Lanciato da Francia e Germania nel 2017, al progetto di difesa congiunto Scaf ha aderito la Spagna nel 2019. Il suo principio è sviluppare una serie di sistemi d’arma interconnessi. Al centro di questo sistema di sistemi, un aereo da combattimento di nuova generazione interagirà con i droni e sarà in grado di mobilitare molteplici capacità aeree, navali, terrestri o spaziali, grazie all’Intelligenza Artificiale e a un cloud da combattimento.
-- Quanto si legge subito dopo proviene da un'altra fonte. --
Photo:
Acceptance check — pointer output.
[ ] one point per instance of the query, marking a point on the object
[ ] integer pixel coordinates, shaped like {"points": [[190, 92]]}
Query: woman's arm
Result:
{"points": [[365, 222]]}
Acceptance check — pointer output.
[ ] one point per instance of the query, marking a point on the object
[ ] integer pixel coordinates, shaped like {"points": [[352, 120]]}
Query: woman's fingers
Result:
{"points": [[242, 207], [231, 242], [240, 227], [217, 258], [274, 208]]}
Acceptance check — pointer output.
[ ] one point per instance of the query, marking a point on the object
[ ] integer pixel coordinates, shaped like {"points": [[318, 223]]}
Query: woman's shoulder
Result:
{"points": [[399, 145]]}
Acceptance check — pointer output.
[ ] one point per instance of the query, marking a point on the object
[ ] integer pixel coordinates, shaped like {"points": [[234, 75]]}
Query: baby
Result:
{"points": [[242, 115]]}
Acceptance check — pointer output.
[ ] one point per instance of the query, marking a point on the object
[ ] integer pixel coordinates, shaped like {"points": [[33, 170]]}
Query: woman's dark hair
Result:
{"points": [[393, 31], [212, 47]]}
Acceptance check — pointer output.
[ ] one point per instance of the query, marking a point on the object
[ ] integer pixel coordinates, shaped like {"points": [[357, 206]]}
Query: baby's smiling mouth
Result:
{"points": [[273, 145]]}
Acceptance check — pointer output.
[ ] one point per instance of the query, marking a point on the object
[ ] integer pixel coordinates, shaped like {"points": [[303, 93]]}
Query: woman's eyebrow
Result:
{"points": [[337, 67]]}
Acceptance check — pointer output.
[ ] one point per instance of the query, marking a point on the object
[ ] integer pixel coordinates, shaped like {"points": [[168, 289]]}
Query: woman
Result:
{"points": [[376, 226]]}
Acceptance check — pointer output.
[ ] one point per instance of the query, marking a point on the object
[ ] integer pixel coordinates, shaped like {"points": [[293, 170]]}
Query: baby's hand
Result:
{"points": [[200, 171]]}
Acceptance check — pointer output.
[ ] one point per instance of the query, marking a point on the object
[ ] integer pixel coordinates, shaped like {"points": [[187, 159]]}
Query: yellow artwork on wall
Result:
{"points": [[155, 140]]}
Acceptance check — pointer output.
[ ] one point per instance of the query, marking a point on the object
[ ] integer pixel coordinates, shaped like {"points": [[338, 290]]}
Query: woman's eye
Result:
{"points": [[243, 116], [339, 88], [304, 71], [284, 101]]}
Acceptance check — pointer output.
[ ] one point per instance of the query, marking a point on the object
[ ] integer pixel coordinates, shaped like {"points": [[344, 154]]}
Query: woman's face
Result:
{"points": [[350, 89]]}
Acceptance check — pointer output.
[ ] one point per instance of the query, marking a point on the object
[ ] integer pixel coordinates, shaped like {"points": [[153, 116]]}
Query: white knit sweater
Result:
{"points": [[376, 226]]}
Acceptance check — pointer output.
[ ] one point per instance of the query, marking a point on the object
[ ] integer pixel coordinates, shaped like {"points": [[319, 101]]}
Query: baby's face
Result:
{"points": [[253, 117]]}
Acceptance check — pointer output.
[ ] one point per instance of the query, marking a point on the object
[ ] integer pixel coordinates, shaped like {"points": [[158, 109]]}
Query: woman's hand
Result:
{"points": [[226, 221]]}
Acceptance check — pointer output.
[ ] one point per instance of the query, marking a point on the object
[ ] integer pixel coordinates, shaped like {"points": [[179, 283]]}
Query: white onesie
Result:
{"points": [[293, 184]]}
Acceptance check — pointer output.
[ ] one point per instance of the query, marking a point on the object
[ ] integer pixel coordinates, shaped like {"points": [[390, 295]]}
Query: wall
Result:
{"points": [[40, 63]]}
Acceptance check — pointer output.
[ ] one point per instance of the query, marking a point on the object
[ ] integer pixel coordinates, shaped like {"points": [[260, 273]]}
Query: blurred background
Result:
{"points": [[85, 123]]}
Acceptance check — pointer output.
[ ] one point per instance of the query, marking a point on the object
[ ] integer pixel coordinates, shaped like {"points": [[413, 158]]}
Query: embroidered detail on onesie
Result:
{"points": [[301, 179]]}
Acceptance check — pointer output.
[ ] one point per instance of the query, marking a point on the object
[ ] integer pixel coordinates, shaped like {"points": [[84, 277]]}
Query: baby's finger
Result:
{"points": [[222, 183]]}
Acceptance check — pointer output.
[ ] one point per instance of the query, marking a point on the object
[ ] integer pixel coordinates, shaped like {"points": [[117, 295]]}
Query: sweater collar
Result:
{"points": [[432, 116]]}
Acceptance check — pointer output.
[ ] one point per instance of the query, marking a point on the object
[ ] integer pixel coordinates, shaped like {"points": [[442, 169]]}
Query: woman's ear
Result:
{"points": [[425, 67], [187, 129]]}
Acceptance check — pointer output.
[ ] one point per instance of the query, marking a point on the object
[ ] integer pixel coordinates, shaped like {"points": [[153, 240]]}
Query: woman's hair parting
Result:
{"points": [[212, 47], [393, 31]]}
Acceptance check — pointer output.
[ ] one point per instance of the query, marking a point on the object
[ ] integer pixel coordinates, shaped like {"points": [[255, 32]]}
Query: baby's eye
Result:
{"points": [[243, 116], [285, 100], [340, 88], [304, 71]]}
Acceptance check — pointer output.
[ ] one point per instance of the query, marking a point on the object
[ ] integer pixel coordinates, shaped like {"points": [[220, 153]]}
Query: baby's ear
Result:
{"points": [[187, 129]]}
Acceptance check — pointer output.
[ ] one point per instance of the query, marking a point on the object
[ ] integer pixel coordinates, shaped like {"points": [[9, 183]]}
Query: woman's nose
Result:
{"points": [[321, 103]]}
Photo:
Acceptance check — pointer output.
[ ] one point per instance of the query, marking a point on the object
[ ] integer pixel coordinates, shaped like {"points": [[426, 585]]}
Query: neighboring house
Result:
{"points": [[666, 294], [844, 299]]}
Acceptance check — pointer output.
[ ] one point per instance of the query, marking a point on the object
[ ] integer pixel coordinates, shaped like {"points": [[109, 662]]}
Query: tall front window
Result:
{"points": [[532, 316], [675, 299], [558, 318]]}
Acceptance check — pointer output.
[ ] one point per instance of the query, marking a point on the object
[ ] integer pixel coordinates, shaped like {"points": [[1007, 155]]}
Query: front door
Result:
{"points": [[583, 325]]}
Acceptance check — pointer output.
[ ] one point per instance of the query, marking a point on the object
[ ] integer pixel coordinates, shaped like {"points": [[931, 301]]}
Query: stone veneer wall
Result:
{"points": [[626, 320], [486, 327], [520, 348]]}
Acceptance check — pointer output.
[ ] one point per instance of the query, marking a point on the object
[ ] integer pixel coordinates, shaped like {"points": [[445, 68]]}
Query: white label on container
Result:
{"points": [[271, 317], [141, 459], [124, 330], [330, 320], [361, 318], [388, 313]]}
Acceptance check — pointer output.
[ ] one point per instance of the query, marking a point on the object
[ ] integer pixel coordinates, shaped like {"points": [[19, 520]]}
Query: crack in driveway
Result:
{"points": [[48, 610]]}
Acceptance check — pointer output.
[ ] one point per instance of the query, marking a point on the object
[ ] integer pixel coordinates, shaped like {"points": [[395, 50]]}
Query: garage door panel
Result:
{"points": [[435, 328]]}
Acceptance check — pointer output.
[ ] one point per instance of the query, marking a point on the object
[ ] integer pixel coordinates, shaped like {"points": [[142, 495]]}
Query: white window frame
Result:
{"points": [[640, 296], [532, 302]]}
Le stime del suo costo complessivo vanno da 100 miliardi di euro a un recente rapporto della Frankfurter Allgemeine Zeitung che lo colloca a 500 miliardi di euro. Un rapporto parlamentare francese del 2020 ha stimato i costi di sviluppo per il 2030 a 8 miliardi di euro, ma ha citato previsioni di analisti esterni fino a 80 miliardi di euro.

LE INDUSTRIE COINVOLTE

In questa fase, i principali attori coinvolti sono Airbus, Dassault Aviation, FCMS, Indra, ITP, MBDA, MTU, Safran, Satnus e Thales.

GLI STALLI CHE HANNO PENALIZZATO IL PROGRAMMA FCAS

La parte dimostrativa del programma Fcas è prevista per il 2027, con l’intero “sistema di sistemi” da mettere in campo intorno al 2040. Airbus e la francese Dassault collaborano da tre anni al progetto Fcas. Tuttavia, i due partner industriali non avevano firmato i contratti per mancanza di un accordo sulla ripartizione dei compiti tra il produttore francese Dassault Aviation e il suo partner principale, Airbus.

Tanto che a inizio giugno, Éric Trappier il ceo di Dassault (azienda aeronautica francese che guida il programma Fcas insieme a Airbus e Indra) ha affermato che il decennio del 2040 fissato per l’operatività del New Generation Fighter è ormai irraggiungibile a causa della sostanziale stasi in cui versa il programma. Pertanto secondo Trappier il 2050 sarebbe un obiettivo più realistico.

LA CONCORRENZA CON IL TEMPEST

Ma tale ritardo, secondo il Financial Times, potrebbe svantaggiare Fcas nella corsa contro il progetto rivale, Tempest, sviluppato dal Regno Unito e dall’Italia con Bae Systems quale capofila del team con Rolls, Royce, Mbda Uk e Leonardo Uk. Nel frattempo, continuano i colloqui con il Giappone sull’opportunità di integrare il suo programma di jet da combattimento F-X con Tempest.